A small steel-engraved picture of New Orleans, made just before this period, is obviously the inspiration of the commercial and self-important American. The ancient plaza, the cathedral, the old hall of the cabildo, the calaboza, the old Spanish barracks, the emptied convent of the Ursulines, the antiquated and decayed Rue Toulouse, the still quietly busy Chartres and Old Levee Streets-all that was time-honored and venerable, are pushed out of view, and the lately humble Faubourg Ste. Marie fills the picture almost from side to side. Long ranks of huge, lofty-chimneyed Mississippi steamers smoke at the levee; and high above the deep and solid phalanxes of brick and stone rise the majestic dome of the first St. Charles and the stately tower of St. Patrick's Church, queen and bishop of the board.
But the ancient landmarks trembled to a worse fate than being left out of a picture. Renovation came in. In 1850, the cathedral was torn down to its foundations, and began to rise again with all of its Spanish picturesqueness lost and little or nothing gained in beauty. On its right and left absurd French roofs were clapped upon the cabildo and the court-house. Old Don Andreas's daughter, the Baroness Pontalba, replaced the quaint tile-roofed store buildings that her father had built on either side of the square with large, new rows of red brick. The city laid out the Place d'Armes, once her grassy play-ground, in blinding white-shell walks, trimmed shrubbery, and dusty flower-beds, and later, in 1855, placed in its centre the bronze equestrian figure of the deliverer of New Orleans, and called the classic spot Jackson Square. Yet, even so, it remains to the present the last lurking-place of the romance of primitive New Orleans.
It was not a time to look: for very good taste. All thoughts were led away by the golden charms of commerce. In 1851, the value of receipts from the interior was nearly $107,000,000. The mint coined $10,000,000, mostly the product of California's new-found treasure-fields. The year 1853 brought still greater increase. Of cotton alone, there came sixty-eight and a quarter million dollars' worth. The sugar crop was tens of thousands of hogsheads larger than ever before. Over a tenth of all the arrivals from sea were of steamships. There was another inflation. Leaving out the immense unascertained amounts of shipments into the interior, the city's business, in 1856, rose to two hundred and seventy-one and a quarter millions. In 1857 it was three hundred and two millions. In this year came a crash, which the whole country felt. New Orleans felt it rather less than other cities, and quickly recovered.

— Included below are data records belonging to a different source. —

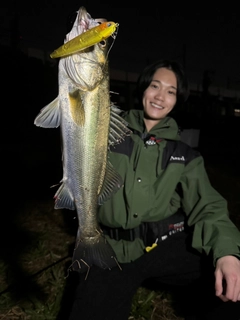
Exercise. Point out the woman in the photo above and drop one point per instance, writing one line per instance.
(167, 223)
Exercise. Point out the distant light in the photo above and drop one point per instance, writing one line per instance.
(237, 112)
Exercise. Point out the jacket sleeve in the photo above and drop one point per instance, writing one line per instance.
(207, 212)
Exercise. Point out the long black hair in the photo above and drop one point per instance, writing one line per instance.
(146, 76)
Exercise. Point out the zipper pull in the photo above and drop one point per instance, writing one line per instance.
(153, 246)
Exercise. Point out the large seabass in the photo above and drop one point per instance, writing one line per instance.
(89, 123)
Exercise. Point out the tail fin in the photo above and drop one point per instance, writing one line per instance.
(87, 254)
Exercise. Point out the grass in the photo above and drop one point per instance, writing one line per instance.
(37, 249)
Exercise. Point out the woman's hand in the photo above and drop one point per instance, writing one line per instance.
(227, 278)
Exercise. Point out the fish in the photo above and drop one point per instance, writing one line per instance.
(87, 39)
(89, 124)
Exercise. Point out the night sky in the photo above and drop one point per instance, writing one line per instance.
(200, 41)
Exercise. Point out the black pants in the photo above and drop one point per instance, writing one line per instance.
(107, 294)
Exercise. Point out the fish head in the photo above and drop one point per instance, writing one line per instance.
(82, 23)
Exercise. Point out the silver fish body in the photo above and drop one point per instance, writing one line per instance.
(89, 124)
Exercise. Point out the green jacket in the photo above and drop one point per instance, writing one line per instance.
(158, 180)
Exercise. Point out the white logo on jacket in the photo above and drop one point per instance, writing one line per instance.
(177, 158)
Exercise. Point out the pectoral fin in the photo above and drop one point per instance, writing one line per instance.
(111, 184)
(49, 116)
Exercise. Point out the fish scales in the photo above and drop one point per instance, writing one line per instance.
(85, 114)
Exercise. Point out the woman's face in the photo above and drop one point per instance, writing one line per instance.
(160, 96)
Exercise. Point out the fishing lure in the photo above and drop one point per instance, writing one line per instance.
(86, 39)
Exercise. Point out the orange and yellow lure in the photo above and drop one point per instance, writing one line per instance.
(86, 39)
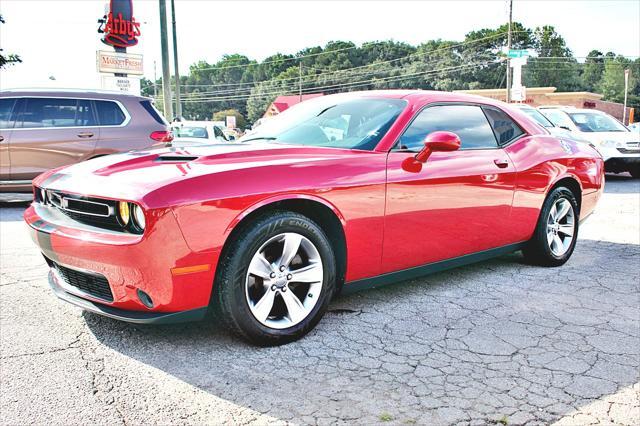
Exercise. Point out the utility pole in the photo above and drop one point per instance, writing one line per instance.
(175, 59)
(300, 81)
(166, 77)
(155, 82)
(626, 89)
(509, 48)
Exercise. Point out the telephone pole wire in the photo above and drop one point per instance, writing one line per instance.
(509, 48)
(166, 76)
(175, 59)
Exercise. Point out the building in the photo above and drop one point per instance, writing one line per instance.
(282, 103)
(537, 96)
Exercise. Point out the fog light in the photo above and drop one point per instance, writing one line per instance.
(145, 299)
(123, 211)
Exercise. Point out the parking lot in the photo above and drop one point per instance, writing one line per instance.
(498, 341)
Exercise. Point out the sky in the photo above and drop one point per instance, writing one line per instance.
(58, 39)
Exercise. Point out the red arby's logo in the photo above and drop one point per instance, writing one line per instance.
(120, 28)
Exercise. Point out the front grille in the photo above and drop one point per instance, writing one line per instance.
(629, 151)
(91, 211)
(93, 284)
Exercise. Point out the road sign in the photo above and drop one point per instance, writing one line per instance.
(121, 84)
(517, 53)
(519, 93)
(123, 63)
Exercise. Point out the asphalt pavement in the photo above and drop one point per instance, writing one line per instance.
(499, 342)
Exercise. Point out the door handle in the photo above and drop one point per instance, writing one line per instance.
(503, 164)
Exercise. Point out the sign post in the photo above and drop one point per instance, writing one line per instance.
(121, 30)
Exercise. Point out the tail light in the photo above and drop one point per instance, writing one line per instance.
(162, 136)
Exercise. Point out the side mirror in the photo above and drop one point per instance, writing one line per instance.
(438, 141)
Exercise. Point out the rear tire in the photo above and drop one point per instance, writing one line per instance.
(556, 233)
(262, 301)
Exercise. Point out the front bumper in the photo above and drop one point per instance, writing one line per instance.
(137, 317)
(158, 263)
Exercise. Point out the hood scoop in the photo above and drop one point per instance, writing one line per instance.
(173, 158)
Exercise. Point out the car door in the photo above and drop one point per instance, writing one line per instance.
(51, 132)
(7, 106)
(454, 204)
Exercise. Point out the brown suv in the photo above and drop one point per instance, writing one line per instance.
(45, 129)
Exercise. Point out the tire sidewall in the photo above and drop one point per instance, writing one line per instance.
(554, 196)
(247, 245)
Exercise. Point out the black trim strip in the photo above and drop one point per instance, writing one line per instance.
(430, 268)
(137, 317)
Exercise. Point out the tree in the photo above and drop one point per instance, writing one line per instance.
(555, 65)
(592, 71)
(10, 59)
(241, 123)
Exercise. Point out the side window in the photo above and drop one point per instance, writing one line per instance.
(503, 126)
(6, 106)
(467, 121)
(49, 112)
(109, 113)
(84, 116)
(558, 118)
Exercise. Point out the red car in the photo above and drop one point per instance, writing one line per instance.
(338, 193)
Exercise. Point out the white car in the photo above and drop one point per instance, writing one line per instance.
(619, 146)
(197, 132)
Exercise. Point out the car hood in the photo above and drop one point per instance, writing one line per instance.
(132, 175)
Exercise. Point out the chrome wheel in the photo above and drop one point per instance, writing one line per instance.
(560, 227)
(284, 280)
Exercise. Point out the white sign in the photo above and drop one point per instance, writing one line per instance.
(121, 63)
(121, 84)
(519, 93)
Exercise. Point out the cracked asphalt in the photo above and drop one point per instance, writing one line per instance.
(492, 343)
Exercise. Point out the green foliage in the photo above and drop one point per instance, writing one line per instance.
(9, 59)
(477, 62)
(241, 123)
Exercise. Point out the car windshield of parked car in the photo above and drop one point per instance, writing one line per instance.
(595, 122)
(190, 132)
(336, 121)
(538, 116)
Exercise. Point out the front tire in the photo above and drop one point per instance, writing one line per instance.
(275, 279)
(556, 233)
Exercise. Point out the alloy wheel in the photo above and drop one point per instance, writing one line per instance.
(284, 280)
(560, 227)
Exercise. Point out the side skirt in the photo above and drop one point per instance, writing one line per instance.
(430, 268)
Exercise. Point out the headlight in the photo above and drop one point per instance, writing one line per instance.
(138, 216)
(124, 212)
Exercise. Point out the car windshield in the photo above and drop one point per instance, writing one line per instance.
(537, 115)
(595, 122)
(190, 132)
(333, 121)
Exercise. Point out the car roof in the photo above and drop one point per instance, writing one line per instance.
(70, 93)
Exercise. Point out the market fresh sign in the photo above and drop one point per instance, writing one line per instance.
(123, 63)
(119, 27)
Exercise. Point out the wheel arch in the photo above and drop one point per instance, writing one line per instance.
(572, 183)
(325, 214)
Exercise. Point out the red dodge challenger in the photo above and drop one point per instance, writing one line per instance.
(338, 193)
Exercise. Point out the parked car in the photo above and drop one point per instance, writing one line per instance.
(269, 230)
(45, 129)
(188, 133)
(619, 147)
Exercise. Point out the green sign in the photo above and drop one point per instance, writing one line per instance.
(518, 53)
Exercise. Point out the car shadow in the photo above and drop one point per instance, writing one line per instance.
(459, 345)
(621, 184)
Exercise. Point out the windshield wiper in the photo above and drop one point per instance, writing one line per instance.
(266, 138)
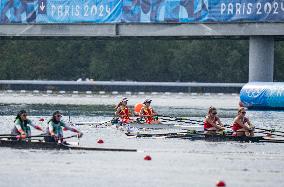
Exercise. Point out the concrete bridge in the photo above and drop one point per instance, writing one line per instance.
(260, 35)
(262, 22)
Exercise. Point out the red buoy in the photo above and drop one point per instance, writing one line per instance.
(148, 157)
(220, 184)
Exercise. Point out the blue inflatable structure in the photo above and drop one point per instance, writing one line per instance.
(263, 95)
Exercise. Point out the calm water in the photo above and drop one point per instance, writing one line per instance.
(174, 162)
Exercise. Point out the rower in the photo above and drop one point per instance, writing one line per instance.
(148, 113)
(22, 124)
(242, 125)
(212, 123)
(123, 112)
(54, 128)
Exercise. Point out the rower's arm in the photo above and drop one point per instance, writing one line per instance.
(117, 112)
(242, 124)
(141, 113)
(213, 124)
(19, 128)
(220, 123)
(70, 128)
(50, 129)
(35, 126)
(251, 126)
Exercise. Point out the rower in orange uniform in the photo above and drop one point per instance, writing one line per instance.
(123, 112)
(242, 125)
(148, 113)
(212, 123)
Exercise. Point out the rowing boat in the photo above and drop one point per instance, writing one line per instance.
(50, 145)
(212, 138)
(226, 138)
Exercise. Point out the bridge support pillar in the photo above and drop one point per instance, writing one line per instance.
(261, 58)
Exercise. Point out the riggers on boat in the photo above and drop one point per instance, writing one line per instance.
(38, 144)
(193, 135)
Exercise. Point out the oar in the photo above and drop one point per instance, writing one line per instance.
(92, 123)
(5, 135)
(68, 137)
(180, 119)
(18, 136)
(270, 130)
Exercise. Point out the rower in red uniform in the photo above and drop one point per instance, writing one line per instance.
(242, 125)
(123, 112)
(212, 123)
(148, 113)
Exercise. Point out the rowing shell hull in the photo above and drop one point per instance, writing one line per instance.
(221, 138)
(50, 145)
(163, 126)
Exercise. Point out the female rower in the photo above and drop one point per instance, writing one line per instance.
(148, 113)
(212, 123)
(22, 124)
(54, 128)
(123, 112)
(242, 125)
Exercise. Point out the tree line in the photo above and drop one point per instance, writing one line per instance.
(135, 59)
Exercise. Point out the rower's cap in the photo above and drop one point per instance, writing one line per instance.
(124, 99)
(147, 101)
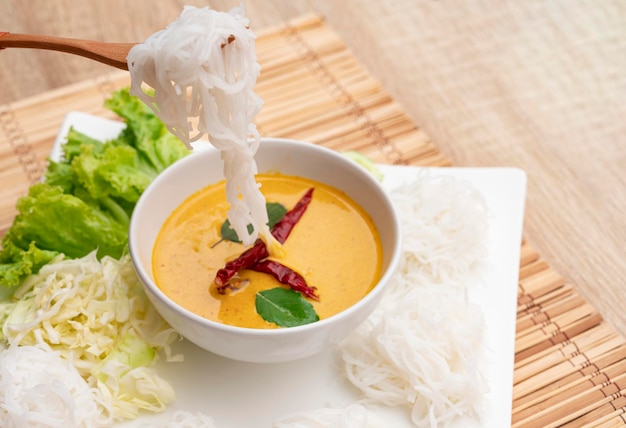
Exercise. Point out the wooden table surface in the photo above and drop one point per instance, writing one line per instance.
(536, 85)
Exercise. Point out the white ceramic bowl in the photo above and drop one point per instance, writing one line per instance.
(204, 167)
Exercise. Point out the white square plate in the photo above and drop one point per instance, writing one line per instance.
(239, 394)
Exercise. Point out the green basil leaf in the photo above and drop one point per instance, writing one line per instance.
(285, 307)
(275, 212)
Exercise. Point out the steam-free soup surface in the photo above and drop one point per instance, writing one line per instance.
(335, 246)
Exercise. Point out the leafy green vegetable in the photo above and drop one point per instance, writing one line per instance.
(275, 212)
(87, 198)
(285, 307)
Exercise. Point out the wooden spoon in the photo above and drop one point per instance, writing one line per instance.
(113, 54)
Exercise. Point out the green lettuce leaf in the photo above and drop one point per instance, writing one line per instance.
(87, 198)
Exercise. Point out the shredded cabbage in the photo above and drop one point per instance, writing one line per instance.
(96, 315)
(38, 387)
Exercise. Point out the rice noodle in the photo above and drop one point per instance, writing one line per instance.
(200, 76)
(423, 346)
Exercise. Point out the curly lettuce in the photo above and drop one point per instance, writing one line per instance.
(86, 199)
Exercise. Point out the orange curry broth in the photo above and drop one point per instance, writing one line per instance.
(335, 246)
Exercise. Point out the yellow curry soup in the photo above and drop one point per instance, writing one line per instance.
(335, 246)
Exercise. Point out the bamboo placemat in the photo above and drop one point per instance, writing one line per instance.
(570, 365)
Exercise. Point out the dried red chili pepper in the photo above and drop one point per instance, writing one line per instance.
(286, 275)
(258, 252)
(283, 228)
(249, 257)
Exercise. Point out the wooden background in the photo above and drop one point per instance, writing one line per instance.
(540, 85)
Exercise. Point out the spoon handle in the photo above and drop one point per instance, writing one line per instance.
(113, 54)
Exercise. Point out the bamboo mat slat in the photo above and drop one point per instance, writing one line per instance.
(570, 364)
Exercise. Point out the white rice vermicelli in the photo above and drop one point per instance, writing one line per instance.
(202, 69)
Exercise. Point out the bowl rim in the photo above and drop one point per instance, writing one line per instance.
(372, 295)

We pause at 1860. In that year New Orleans rose to a prouder commercial exaltation than she had ever before enjoyed, and at its close began that sudden and swift descent which is not the least pathetic episode of our unfortunate civil war. In that year, the city that a hundred and forty years before had consisted of a hundred bark and palmetto-thatched huts in a noisome swamp counted, as the fraction of its commerce comprised in its exports, imports, and domestic receipts, the value of three hundred and twenty-four million dollars.